You may have heard that Chris Evans and Jeremy Renner made some offensive jokes at the expense of the Black Widow character and those with prosthetic limbs during their Avengers: Age of Ultron press tour. You may have also heard that both have since issued apologies (Evans' being infinitely more sincere than Renner's sorry-you-got-mad statement). If you've been paying attention, you may also have noticed that there are droves of people who have come out in their defense as they were clearly joking in the interview. Here's the thing: As anyone who follows the She-Geeks Facebook page should know by now, I adore Chris Evans. I'm also a big, ole fan of Jeremy Renner, and I honestly do not believe either of these men are sexist, ableist, or bad people in general. Rather, I imagine they're both pretty delightful humans who were likely extremely tired and attempting to have some fun answering a ridiculous question during the 800th interview they had given in an very short window of time. Such is the life when promoting a movie, and I do not at all envy them that task.
None of that, however, means that we should ignore the problems with the things they said. Jokes or no, fictional characters or no, there are issues with the things they said and this conversation (that so many people are extremely resistant to) needs to happen. Why? Well, there are a whole lot of reasons, but comments like these (taken from a friend's Facebook post about Evans' and Renner's apologies) are a good place to start:
"I have a feeling this is a 3rd wave feminist social justice bully attack but I'll bite - what did they originally say?"
"So Jermey Renner called black widow a slut....First of all, I still do not understand why people think the term "social justice" is bad. Seriously, social justice is something we should all be striving to achieve. By its very definition, it benefits us all. Like civil rights and taco Tuesdays, we should all hold the concept of social justice up as a goal, not spit the words out like some kind of ironic insult. Second, calling Black Widow a slut is indeed a "big whoop dee do" because that joke is indicative of how casually women are belittled and dismissed based on their sexual partners.
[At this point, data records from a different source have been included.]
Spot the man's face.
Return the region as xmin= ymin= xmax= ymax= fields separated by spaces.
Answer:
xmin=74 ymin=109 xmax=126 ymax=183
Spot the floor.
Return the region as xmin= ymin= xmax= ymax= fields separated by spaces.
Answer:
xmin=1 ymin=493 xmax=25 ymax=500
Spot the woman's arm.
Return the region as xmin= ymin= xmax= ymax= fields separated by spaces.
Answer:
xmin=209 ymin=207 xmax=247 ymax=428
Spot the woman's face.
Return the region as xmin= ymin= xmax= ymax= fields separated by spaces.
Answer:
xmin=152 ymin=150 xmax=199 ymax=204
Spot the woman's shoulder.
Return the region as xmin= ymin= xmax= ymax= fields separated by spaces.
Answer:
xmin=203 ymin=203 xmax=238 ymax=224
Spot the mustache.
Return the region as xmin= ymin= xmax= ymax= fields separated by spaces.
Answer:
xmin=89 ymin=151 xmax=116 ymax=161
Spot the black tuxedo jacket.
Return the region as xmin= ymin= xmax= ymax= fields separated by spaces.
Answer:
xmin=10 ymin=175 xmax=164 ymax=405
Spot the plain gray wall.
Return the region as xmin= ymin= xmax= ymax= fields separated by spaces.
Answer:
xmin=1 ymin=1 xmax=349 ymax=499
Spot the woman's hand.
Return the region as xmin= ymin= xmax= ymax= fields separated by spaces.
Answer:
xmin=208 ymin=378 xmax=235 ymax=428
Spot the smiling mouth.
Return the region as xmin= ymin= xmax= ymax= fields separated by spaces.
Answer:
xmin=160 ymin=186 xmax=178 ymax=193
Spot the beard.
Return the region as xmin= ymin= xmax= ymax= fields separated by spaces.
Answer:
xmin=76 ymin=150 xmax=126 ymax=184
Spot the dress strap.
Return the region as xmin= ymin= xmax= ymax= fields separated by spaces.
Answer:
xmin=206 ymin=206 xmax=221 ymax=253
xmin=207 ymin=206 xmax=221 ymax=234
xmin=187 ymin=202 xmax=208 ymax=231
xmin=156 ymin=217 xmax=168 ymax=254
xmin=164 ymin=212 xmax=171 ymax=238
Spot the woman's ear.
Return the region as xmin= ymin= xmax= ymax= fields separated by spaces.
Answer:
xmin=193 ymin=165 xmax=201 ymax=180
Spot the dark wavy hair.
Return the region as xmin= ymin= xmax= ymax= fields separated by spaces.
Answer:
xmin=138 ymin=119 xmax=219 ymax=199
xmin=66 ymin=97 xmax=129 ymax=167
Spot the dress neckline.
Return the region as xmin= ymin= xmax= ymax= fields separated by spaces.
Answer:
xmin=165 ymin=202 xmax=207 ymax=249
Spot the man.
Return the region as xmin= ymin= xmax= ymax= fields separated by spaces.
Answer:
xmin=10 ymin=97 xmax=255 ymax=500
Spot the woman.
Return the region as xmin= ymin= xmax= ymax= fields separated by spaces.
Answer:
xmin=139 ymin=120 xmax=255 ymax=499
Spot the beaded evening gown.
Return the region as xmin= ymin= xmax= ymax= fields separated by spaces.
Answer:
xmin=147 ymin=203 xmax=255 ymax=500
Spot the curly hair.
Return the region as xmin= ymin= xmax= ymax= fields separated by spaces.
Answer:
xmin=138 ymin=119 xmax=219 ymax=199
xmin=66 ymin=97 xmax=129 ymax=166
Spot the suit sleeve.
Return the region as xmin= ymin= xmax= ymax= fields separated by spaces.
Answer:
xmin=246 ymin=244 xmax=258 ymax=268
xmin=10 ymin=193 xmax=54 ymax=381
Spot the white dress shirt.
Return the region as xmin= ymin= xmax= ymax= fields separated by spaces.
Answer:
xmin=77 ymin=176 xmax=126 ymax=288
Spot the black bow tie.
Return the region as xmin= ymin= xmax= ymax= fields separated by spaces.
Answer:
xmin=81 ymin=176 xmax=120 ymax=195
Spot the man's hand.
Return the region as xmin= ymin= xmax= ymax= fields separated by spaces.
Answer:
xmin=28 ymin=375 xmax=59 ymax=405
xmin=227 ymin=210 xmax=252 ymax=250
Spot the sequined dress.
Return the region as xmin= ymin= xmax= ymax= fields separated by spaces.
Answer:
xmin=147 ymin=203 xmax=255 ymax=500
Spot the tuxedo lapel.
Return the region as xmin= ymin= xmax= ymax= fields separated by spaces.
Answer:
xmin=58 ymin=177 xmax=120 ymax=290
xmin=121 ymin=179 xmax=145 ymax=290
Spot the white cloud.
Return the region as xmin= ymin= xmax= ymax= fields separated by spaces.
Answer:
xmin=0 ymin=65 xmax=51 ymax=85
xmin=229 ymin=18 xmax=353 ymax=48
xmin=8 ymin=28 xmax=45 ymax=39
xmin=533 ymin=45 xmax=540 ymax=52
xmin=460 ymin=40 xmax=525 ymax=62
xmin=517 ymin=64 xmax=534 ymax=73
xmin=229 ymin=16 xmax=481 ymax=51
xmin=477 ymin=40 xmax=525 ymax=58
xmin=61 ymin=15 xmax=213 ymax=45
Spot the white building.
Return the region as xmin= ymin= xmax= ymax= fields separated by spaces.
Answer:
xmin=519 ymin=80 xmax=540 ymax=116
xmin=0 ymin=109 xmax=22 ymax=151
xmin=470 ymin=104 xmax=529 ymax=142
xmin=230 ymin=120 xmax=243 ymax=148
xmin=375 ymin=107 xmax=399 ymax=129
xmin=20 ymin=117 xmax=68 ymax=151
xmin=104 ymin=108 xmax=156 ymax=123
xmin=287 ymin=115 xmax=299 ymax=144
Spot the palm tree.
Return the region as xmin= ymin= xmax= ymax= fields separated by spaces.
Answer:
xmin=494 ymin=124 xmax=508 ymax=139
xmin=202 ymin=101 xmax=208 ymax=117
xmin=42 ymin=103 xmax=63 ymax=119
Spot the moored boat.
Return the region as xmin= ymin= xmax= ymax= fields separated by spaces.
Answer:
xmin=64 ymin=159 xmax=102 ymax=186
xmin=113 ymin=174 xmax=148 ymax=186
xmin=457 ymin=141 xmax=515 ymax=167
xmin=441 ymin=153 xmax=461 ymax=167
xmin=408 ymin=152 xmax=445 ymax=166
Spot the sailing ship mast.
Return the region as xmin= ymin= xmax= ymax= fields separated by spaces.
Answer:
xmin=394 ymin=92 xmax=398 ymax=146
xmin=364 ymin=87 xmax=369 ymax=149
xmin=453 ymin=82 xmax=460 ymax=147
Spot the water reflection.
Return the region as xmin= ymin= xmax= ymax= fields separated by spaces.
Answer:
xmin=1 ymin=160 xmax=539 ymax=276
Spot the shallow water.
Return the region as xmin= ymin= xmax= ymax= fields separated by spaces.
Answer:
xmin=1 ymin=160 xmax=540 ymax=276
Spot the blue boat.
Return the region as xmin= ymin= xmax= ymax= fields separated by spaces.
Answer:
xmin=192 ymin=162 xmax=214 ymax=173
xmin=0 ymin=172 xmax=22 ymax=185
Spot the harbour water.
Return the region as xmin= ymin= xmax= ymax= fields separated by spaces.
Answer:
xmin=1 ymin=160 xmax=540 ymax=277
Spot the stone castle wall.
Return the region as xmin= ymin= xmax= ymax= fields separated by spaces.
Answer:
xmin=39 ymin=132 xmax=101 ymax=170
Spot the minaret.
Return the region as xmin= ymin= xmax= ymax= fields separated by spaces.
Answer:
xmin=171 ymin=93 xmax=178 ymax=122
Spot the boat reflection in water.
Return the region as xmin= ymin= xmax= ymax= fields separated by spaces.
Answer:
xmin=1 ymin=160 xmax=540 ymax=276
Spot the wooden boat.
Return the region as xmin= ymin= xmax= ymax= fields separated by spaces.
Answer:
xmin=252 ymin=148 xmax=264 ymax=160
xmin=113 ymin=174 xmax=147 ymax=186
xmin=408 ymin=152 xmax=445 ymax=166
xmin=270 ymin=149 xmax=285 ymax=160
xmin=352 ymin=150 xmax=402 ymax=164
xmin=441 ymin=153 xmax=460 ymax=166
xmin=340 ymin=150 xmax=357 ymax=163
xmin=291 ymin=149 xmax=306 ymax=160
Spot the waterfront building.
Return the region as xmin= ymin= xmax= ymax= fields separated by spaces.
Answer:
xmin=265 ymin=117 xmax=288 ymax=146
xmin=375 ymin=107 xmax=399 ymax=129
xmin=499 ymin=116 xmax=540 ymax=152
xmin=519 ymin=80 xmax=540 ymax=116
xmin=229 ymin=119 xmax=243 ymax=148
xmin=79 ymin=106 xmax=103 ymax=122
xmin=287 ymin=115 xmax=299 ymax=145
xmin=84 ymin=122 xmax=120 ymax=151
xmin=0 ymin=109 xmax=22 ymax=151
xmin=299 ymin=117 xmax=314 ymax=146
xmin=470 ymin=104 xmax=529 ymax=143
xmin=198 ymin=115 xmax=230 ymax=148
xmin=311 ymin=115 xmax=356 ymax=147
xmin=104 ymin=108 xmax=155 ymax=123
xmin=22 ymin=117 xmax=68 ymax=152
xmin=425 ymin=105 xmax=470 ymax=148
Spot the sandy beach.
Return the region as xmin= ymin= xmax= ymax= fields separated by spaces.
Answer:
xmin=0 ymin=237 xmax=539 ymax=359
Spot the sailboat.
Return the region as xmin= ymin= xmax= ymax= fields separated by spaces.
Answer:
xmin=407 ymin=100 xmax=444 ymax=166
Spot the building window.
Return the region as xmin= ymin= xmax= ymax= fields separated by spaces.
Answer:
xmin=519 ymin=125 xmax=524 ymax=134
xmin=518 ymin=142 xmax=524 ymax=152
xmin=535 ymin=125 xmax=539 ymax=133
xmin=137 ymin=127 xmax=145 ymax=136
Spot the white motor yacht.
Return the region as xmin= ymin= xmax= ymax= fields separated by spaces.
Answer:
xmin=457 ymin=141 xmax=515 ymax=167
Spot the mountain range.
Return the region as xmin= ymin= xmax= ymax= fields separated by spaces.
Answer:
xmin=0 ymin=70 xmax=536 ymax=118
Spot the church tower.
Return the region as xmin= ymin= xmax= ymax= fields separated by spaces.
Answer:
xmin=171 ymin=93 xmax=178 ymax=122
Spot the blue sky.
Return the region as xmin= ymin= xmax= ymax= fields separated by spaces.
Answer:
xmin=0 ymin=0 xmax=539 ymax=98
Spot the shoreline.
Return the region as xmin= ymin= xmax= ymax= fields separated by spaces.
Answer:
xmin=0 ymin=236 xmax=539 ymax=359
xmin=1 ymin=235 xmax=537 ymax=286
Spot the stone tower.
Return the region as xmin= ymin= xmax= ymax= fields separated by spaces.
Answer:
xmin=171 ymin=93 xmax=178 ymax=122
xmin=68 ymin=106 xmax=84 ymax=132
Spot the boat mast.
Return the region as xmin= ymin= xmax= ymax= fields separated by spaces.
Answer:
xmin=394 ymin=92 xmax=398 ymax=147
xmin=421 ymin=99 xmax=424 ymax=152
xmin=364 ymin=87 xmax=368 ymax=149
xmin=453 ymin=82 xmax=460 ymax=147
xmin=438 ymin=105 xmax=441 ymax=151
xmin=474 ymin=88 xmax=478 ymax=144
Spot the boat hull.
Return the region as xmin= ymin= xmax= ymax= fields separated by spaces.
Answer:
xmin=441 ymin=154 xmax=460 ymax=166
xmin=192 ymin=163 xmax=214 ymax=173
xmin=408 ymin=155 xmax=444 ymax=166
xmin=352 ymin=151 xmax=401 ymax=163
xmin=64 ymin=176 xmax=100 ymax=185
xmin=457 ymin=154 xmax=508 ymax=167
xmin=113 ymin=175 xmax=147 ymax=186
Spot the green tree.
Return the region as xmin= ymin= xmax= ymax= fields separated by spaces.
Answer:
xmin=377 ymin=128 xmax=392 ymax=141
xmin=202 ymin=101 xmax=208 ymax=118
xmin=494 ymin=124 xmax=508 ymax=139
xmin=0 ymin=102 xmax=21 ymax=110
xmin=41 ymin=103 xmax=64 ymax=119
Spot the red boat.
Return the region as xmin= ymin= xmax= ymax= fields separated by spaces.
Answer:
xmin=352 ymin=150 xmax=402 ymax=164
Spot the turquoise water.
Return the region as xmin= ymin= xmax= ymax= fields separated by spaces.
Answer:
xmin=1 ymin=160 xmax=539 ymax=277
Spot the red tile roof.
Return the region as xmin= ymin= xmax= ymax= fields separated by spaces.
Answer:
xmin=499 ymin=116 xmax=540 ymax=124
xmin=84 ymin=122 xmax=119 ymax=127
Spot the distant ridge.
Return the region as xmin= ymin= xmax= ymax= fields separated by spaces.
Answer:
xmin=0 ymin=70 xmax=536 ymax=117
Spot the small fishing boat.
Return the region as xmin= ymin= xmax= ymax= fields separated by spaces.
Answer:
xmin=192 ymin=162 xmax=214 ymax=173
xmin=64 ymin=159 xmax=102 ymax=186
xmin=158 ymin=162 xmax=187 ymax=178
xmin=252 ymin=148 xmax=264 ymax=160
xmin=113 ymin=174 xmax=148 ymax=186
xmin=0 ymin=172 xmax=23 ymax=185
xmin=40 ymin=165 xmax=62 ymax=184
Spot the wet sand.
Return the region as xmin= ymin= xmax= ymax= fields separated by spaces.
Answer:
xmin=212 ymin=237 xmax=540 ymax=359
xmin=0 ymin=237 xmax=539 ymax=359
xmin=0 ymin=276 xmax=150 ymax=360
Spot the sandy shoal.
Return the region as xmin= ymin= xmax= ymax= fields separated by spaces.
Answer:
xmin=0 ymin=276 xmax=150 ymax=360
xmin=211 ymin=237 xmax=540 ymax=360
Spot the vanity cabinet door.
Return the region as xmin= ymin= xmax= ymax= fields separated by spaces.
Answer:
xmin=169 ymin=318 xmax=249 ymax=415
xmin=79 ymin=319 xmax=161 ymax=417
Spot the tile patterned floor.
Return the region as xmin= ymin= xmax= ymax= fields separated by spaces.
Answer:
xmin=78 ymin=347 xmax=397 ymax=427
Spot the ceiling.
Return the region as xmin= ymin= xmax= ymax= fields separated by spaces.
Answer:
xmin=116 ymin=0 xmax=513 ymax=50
In this case, the question of how these guys feel about the character not ending up on one of their arms is met with "she's a slut" and "she's a complete whore," which is a reaction real women get from real men all. the. time. There is a very real and very scary trend in which women are attacked verbally (and even physically) when they reject a man's advances. The fact that so many women are legitimately afraid of the reaction they may get if they turn down a man that there are services designed to allow them to hand out a fake phone number instead of risking the ire of a rejected man, means that this is a pervasive problem that effects women around the world and needs to be addressed. In many ways, society and the portrayal of women in the entertainment industry have taught men that if they act a certain way, or endure enough time in the dreaded "friend zone"* they are somehow entitled to sleep with a woman; as if instead of being independent beings with valid thoughts, feelings, and emotions, women are little more than a prize for good behavior. Much like a child who didn't get the cookie they were promised for behaving at the market, we tend to lash out when we do not get something we feel we are entitled to. These kinds of jokes, intentionally or not, perpetuate the dangerous mindset that certain behaviors or actions entitle a man to lash out against a woman who doesn't reward him with the response he feels he's earned.
Big whoop dee do!! Why is this news???"
Do I think that's what either of these men (or the female interviewer who asked such a ridiculous question to begin with) meant by their jokes? Of course not. As I said before, I don't think ill of either of them, but the fact that such casual jokes are viewed by so many as harmless is why we need to have this conversation. I'm not writing this as a scathing take down piece; this is an opportunity to bring these issues to light and explain a point of view that has been traditionally less vocal for various reasons. You're welcome to tell me all the ways I'm overreacting to this when women stop getting shot for not giving out their phone number, or being stabbed for saying no to a junior prom invitation, or getting their throat cut for turning down a date.
Now, let's not forget the second part of that tasteless joke:
"She's got a prosthetic leg anyway."So, having a prosthetic leg is a deal breaker? Does that make her damaged goods and somehow unworthy of Hawkeye or Cap? How, exactly, is that supposed to not be offensive to anyone with a prosthetic limb? Again, they were clearly joking, but being a joke doesn't make everything automatically ok. Racist jokes aren't ok just because they're jokes, and neither are sexist or ableist jokes. I truly do believe that nothing is sacred when it comes to humor, but it all lies in the delivery and how it's used. There's a right way and a wrong way to use humor, and using it to punch down for a cheap laugh is the wrong way. Comedy can be a powerful tool, and Uncle Ben taught us all years ago that "with great power comes great responsibility," so let's try to use that tool for good, eh?
"Leading everybody on..."
* "Friend zone" is another phrase that I feel is used incorrectly. The "friend zone" doesn't sound like a place of punishment, or a place to which sad men are banished. It sounds like a magical place to hang out with your buds, where pizza and beer and laughter are prevalent, and the only thing you have to worry about is what video game you should play next. Please, put me in the "friend zone" as often as you can, cause my friends are amazeballs and I do not get to spend nearly enough time with them.